Main garbage collector

In addition to those who are promoted in the new district, some large objects will be directly allocated to the old district. Therefore, the objects in the old area have two characteristics, one is that the object occupies a large space, and the other is that the object has a long survival time. Because the objects in the old area are relatively large, if you want to use the Scavenge algorithm for garbage collection in the old area, it will take more time to copy these large objects, resulting in inefficient recycling and half the space. Therefore, the main garbage collector uses the Mark-Sweep algorithm for garbage collection.
The first is the marking process stage. The marking phase starts from a set of root elements and recursively traverses the set of root elements. During this traversal, the elements that can be reached are called active objects, and the elements that do not arrive can be judged as garbage data .

From the previous picture, we can roughly see the marking process of garbage data. After the execution of the innerFn function ends, ESP moves down and points to the execution context of the outerFn function. At this time, if you traverse the call stack, you will not find the reference 1003 The variable of the address means that the data of 1003 is garbage data. Since the piece of data 1005 is referenced by the variable b, the piece of data will be marked as the active object. This is the general marking process.

The next step is the garbage removal process. It is completely different from the garbage removal process of the secondary garbage collector. You can roughly understand the removal process by referring to the following figure:the marking process and the cleaning process are the marking-clearing algorithm, but after the marking-clearing algorithm is executed multiple times on a block of memory, Large amounts of discontinuous memory fragmentation. And too much fragmentation will cause large objects to be unable to allocate enough continuous memory, so another algorithm-Mark-Compact(Mark-Compact), this marking process is still the same as the Mark-Clear algorithm, But the next step is not to directly clean up the recyclable objects, but to move all the surviving objects to one end, and then directly clean up the memory beyond the end boundary.
image.png

Full pause

Now we know that V8 uses the secondary garbage collector and the main garbage collector to handle garbage collection.
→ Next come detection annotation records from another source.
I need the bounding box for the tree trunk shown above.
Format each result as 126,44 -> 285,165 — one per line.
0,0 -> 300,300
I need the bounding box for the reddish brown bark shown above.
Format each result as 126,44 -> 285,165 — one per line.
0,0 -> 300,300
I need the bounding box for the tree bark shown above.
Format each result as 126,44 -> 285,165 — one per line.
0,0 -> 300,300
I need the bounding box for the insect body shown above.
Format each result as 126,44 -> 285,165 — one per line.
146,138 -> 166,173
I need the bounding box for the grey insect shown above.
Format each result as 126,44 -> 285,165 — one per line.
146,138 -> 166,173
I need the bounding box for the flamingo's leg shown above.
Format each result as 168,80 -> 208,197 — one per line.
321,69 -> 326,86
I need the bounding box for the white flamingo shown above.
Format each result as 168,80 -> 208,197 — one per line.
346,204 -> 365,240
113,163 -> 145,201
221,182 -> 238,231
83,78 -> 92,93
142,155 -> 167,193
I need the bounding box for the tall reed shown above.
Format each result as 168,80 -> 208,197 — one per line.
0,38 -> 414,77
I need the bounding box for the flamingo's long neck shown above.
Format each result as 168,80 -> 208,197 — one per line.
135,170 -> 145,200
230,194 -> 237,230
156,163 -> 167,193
However, because JavaScript runs on the main thread, once the garbage collection algorithm is executed, it is necessary to pause the JavaScript script that is being executed. Script execution resumes after garbage collection is completed. We call this behavior Stop-The-World. For example, the data in the heap is 1.5GB, and it takes more than 1 second for V8 to implement a complete garbage collection. This is also the time when the JavaScript thread is suspended due to garbage collection. If such time is spent, then the performance and response of the application Ability will plummet.
In the garbage collection of the new generation of V8, due to its small space and fewer surviving objects, the effect of full pause is not large, but the old generation is different. If the main thread takes too long during the garbage collection process, the main thread cannot do other things. For example, the page is executing a JavaScript animation, because the garbage collector is working, it will cause this animation to not be executed during this period, which will cause the page to freeze. In order to reduce the stall caused by garbage collection in the old generation, V8 divides the marking process into sub-marking processes, and at the same time allows garbage collection marking and JavaScript application logic to alternate until the marking phase is completed. We call this algorithm incremental. Incremental marking(Incremental Marking) algorithm. As shown below:

image.png

Using the incremental marking algorithm, a complete garbage collection task can be split into many small tasks. The execution time of these small tasks is relatively short, and they can be interspersed among other JavaScript tasks to be executed, so that when the above animation effect is executed, It will not let users feel that the page is stuck because of the garbage collection task.